“The Camden Buzzsaw” Dwight Muhammad Qawi!
Dwight Muhammad Qawi and Evander Holyfield met in the ring for the WBA Cruiser Weight title on July, 12th 1986. The match went the 15 round distance with Holyfield emerging victorious by a split decision.
Dwight Muhammad Qawi (born Dwight Braxton; January 5, 1953) is an American former professional boxer who competed from 1978 to 1998. He was a world champion in two weight classes, having held the WBC and Ring magazine light heavyweight titles from 1981 to 1983, and the WBAcruiserweight title from 1985 to 1986. Qawi was inducted into the International Boxing Hall of Fame in 2004.
Qawi, then known as Dwight Braxton, was born in Baltimore, Maryland, but grew up in Camden, New Jersey, where he got involved with crime at a young age. He was eventually convicted of armed robbery and spent around five years in prison.
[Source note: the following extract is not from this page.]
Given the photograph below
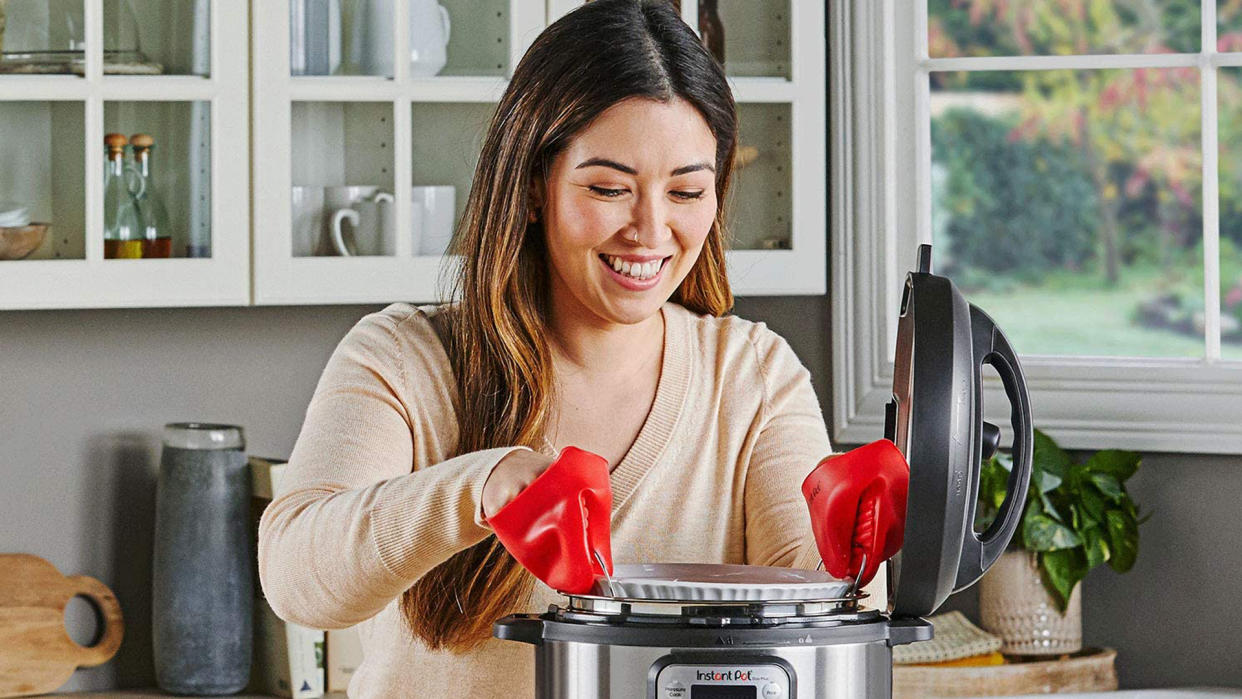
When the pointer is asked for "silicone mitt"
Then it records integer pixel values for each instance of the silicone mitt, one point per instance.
(857, 503)
(557, 523)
It was in Rahway State Prison that Braxton found his place in life. The prison had an extensive boxing program and one of its inmates, James Scott, was a light heavyweight title contender who fought several times inside the prison itself. Braxton took up the sport, and when he was released from prison in 1978, immediately became a professional boxer. Qawi’s style was most often likened to Joe Frazier and with good reason as he had trained in Frazier’s Philadelphia gym as a professional. He converted to Islam in the early 80’s and had his name changed from Dwight Braxton to Dwight Muhammad Qawi.
He went 1-1-1 in his first three pro fights, but then reeled off 14 straight victories to move into the world rankings at light heavyweight. The last of those wins came on September 5, 1981, when Braxton returned to Rahway to fight Scott, with the winner promised a shot at Matthew Saad Muhammad‘s WBC world championship belt. Braxton won a unanimous 10-round decision.
Qawi retired in 1999 at the age of 46, with a career record of 41 wins, 11 losses and one draw, with 25 wins by way of knockout. Currently, he works as a boxing trainer in New Jersey.
In 1998, Dwight began working at the Lighthouse, a drug and alcohol rehabilitation center in Mays Landing, New Jersey. He works with both adults and adolescents and is a patient advocate.